Demut? Das ist nun wirklich nicht das erste, was einem beim Gedanken an Unternehmertum in den Sinn kommt. Zu unrecht! Denn im unternehmerischen Alltag ist es wichtig, eine gesunde Portion Selbstvertrauen und Zuversicht zu haben, ohne dabei in die Falle der Selbstüberschätzung (Overconfidence Bias) zu tappen. Und ein Weg, um diese delikate Balance zu halten, ist eine Kultur des demütigen Optimismus: dass einerseits ein gesunder Optimismus herrscht, andererseits aber auch ein Bewusstsein für die Grenzen und Fallstricke des eigenen Denkens vorhanden ist.

 

Optimismus ohne Wunschdenken

Wer den riskanten Schritt ins Unternehmertum wagt, muss davon überzeugt sein, das Richtige zu tun, und es richtig zu tun. Der Selbstüberschätzungs-Bias kann dabei das notwendige Zünglein an der Waage sein: Komplett rational gesehen ist es selten sinnvoll, das Risiko des Unternehmertums einzugehen, denn viele Jungunternehmen scheitern schon früh.

Im operativen Alltag ist Selbstüberschätzung eher ein Laster als eine Tugend, weil die Qualität von Entscheidungen durch Selbstüberschätzung stark leidet. Das bedeutet allerdings nicht, dass das Kind mit dem Bad ausgeschüttet werden muss. Optimismus ist grundsätzlich nämlich sehr nützlich, weil positives Denken im Sinne selbsterfüllender Prophezeiungen positive Effekte haben kann. So kann etwa Selbstwirksamkeit (Self-efficacy”) als Glaube, etwas bewirken zu können, helfen, gesteckte Ziele auch wirklich zu erreichen. Eine andere mit Optimismus zusammenhängende Eigenschaft, Resilienz, kann zudem helfen, Rückschläge produktiv zu verarbeiten.

Wie kann, wenn Optimismus im Unternehmertum also grundsätzlich wünschenswert ist, ein gesunder Optimismus aussehen, der das rationale unternehmerische Denken nicht vernebelt? Eine wichtige Komponente, um dieses Ziel zu erreichen, ist intellektuelle Demut.

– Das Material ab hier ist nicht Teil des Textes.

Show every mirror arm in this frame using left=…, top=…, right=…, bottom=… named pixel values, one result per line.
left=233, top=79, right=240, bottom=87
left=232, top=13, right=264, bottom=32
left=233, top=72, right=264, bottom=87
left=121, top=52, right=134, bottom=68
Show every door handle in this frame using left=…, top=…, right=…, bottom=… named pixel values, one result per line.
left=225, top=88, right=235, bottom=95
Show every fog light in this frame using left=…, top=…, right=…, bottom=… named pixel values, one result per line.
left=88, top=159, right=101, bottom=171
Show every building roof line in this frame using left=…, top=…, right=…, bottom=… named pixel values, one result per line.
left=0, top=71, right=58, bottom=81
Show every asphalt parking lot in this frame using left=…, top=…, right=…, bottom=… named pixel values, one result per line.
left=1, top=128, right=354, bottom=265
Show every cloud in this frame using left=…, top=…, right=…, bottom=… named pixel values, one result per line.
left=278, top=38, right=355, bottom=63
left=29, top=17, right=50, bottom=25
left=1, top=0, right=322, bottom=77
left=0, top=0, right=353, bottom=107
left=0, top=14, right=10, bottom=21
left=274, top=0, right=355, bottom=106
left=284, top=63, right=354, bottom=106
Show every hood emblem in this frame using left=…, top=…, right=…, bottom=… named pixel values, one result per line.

Intellektuelle Demut als Versicherungspolice

Demut ist die Eigenschaft und Tugend, die eigenen Schwächen und Grenzen zu erkennen und zu akzeptieren. Wer demütig ist, nimmt sich selber nicht übertrieben ernst und hat keine Mühe damit, Fehler einzugestehen.

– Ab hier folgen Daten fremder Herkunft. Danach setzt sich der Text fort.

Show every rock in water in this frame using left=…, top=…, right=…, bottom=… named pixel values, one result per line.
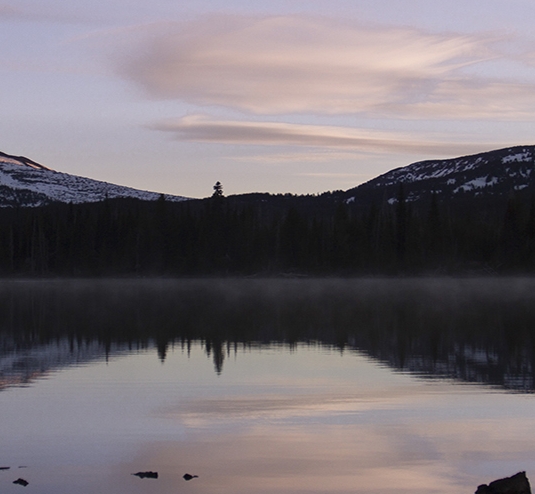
left=183, top=473, right=199, bottom=481
left=13, top=478, right=29, bottom=487
left=132, top=471, right=158, bottom=479
left=476, top=472, right=531, bottom=494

Intellektuelle Demut ist Demut, welche auf das eigene Denken gerichtet ist. Sie besteht aus mehreren Schritten. Eine intellektuell demütige Person weiss, erstens, dass ihr Denken gewisse irrationale Tendenzen und Limitationen hat. Sie weiss, zweitens, auch, welche konkreten Grenzen ihr Denken hat (beispielsweise den Bias der Selbstüberschätzung). Sie erkennt, drittens, wann in der Praxis die Limitationen ihres Denkens konkrete negative Folgen haben. Und viertens versucht eine intellektuell demütige Person aktiv, ihre kognitiven Limitationen und deren negative Folgen zu reduzieren. Wenn zum Beispiel eine intellektuell demütige Person glaubt, die Ursache für ein Problem erkannt zu haben, fragt sie sich aktiv, welche alternativen Erklärungen auch noch denkbar sind. Mit einer solchen “Differenzialdiagnose” vermeidet die demütige Person, sich infolge kognitiver Limitationen wie eben der Selbstüberschätzung in eine vielleicht falsche Erklärung zu verbeissen.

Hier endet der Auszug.